Re: [PATCH V2 0/3] mm/debug: Add more arch page table helper tests

Gerald Schaefer <gerald.schaefer@xxxxxxxxxx> · Tue, 7 Apr 2020 17:54:40 +0200




On Sun, 5 Apr 2020 17:58:14 +0530
Anshuman Khandual <anshuman.khandual@xxxxxxx> wrote:

[...]
> > 
> > Could be fixed like this (the first de-reference is a bit special,
> > because at that point *ptep does not really point to a large (pmd) entry
> > yet, it is initially an invalid pte entry, which breaks our huge_ptep_get()  
> 
> There seems to be an inconsistency on s390 platform. Even though it defines
> a huge_ptep_get() override, it does not subscribe __HAVE_ARCH_HUGE_PTEP_GET
> which should have forced it fallback on generic huge_ptep_get() but it does
> not :) Then I realized that __HAVE_ARCH_HUGE_PTEP_GET only makes sense when
> an arch uses <asm-generic/hugetlb.h>. s390 does not use that and hence gets
> away with it's own huge_ptep_get() without __HAVE_ARCH_HUGE_PTEP_GET. Sounds
> confusing ? But I might not have the entire context here.

Yes, that sounds very confusing. Also a bit ironic, since huge_ptep_get()
was initially introduced because of s390, and now we don't select
__HAVE_ARCH_HUGE_PTEP_GET...

As you realized, I guess this is because we do not use generic hugetlb.h.
And when __HAVE_ARCH_HUGE_PTEP_GET was introduced with commit 544db7597ad
("hugetlb: introduce generic version of huge_ptep_get"), that was probably
the reason why we did not get our share of __HAVE_ARCH_HUGE_PTEP_GET.

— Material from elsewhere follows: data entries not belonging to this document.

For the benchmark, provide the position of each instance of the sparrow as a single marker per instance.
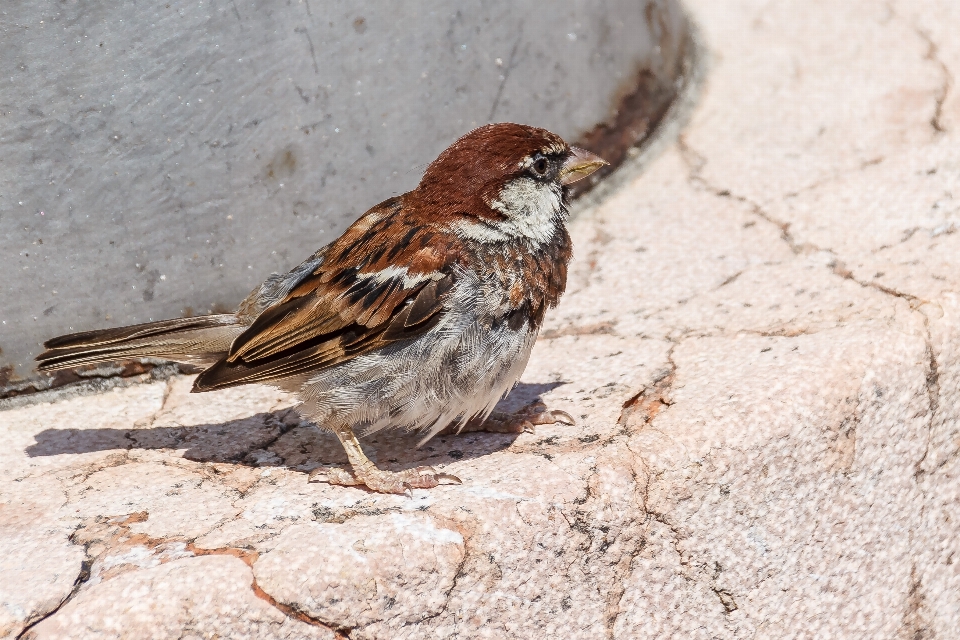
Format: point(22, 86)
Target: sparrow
point(421, 316)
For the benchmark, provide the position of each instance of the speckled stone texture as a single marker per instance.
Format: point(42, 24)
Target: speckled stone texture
point(760, 342)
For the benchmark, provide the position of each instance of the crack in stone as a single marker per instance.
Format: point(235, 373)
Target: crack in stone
point(249, 557)
point(932, 55)
point(82, 577)
point(646, 404)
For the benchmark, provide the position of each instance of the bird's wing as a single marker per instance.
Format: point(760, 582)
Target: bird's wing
point(383, 281)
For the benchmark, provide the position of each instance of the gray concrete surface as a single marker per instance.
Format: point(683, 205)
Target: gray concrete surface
point(161, 160)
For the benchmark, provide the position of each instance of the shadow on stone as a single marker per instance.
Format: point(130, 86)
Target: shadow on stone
point(283, 438)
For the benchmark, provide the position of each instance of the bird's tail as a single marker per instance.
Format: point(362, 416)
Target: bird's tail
point(201, 340)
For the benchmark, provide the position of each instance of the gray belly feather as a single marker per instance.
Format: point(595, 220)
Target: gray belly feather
point(457, 370)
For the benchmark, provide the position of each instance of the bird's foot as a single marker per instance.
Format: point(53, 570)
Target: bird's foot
point(523, 421)
point(384, 481)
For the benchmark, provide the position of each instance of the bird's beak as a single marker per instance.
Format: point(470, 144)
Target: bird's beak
point(580, 164)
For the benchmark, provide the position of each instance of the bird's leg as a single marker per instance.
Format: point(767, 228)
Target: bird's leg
point(364, 472)
point(524, 420)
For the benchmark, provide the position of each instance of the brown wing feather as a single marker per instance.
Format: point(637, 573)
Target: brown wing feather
point(373, 288)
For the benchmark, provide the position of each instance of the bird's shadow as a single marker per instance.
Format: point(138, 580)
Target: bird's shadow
point(283, 438)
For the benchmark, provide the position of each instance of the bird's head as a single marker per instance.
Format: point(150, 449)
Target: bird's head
point(504, 183)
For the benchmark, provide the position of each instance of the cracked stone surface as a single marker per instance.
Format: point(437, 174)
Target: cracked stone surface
point(761, 345)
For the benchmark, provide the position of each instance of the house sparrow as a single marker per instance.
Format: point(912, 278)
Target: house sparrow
point(421, 315)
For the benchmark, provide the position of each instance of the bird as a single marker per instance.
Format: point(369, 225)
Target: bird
point(420, 316)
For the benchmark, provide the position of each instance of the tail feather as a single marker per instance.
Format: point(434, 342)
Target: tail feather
point(199, 340)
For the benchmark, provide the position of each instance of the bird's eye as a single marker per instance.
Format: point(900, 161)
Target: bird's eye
point(540, 166)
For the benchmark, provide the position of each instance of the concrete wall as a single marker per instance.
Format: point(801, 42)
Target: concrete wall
point(160, 159)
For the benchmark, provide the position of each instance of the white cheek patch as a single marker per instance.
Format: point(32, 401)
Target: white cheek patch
point(533, 209)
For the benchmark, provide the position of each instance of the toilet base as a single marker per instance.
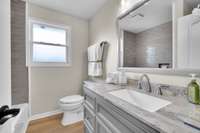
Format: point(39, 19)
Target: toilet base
point(71, 117)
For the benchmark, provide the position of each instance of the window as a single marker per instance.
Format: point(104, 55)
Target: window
point(50, 44)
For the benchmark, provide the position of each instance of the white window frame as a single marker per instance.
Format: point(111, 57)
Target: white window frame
point(30, 61)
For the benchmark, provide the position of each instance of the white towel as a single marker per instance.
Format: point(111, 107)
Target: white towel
point(95, 52)
point(95, 69)
point(95, 57)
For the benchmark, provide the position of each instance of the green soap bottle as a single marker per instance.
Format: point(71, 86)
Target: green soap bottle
point(193, 91)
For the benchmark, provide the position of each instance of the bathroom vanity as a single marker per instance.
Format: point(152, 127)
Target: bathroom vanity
point(106, 113)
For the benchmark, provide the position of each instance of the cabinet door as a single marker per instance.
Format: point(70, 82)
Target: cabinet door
point(90, 98)
point(89, 117)
point(101, 127)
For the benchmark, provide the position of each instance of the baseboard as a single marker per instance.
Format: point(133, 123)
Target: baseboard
point(44, 115)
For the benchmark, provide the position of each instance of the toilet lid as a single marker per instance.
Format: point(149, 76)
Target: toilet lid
point(72, 99)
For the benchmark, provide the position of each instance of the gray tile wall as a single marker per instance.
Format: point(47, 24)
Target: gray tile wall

Nothing really wrong with that, but yes, very confusing. Maybe we could
also select it for s390, even though it wouldn't have any functional
impact (so far), just for less confusion. Maybe also thinking about
using the generic hugetlb.h, not sure if the original reasons for not
doing so would still apply. Now I only need to find the time...

> 
> > conversion logic. I also added PMD_MASK alignment for RANDOM_ORVALUE,
> > because we do have some special bits there in our large pmds. It seems
> > to also work w/o that alignment, but it feels a bit wrong):  
> 
> Sure, we can accommodate that.
> 
> > 
> > @@ -731,26 +731,26 @@ static void __init hugetlb_advanced_test
> >                                           unsigned long vaddr, pgprot_t prot)
> >  {
> >         struct page *page = pfn_to_page(pfn);
> > -       pte_t pte = READ_ONCE(*ptep);
> > +       pte_t pte;
> > 
> > -       pte = __pte(pte_val(pte) | RANDOM_ORVALUE);
> > +       pte = pte_mkhuge(mk_pte_phys(RANDOM_ORVALUE & PMD_MASK, prot));  
> 
> So that keeps the existing value in 'ptep' pointer at bay and instead
> construct a PTE from scratch. I would rather have READ_ONCE(*ptep) at
> least provide the seed that can be ORed with RANDOM_ORVALUE before
> being masked with PMD_MASK. Do you see any problem ?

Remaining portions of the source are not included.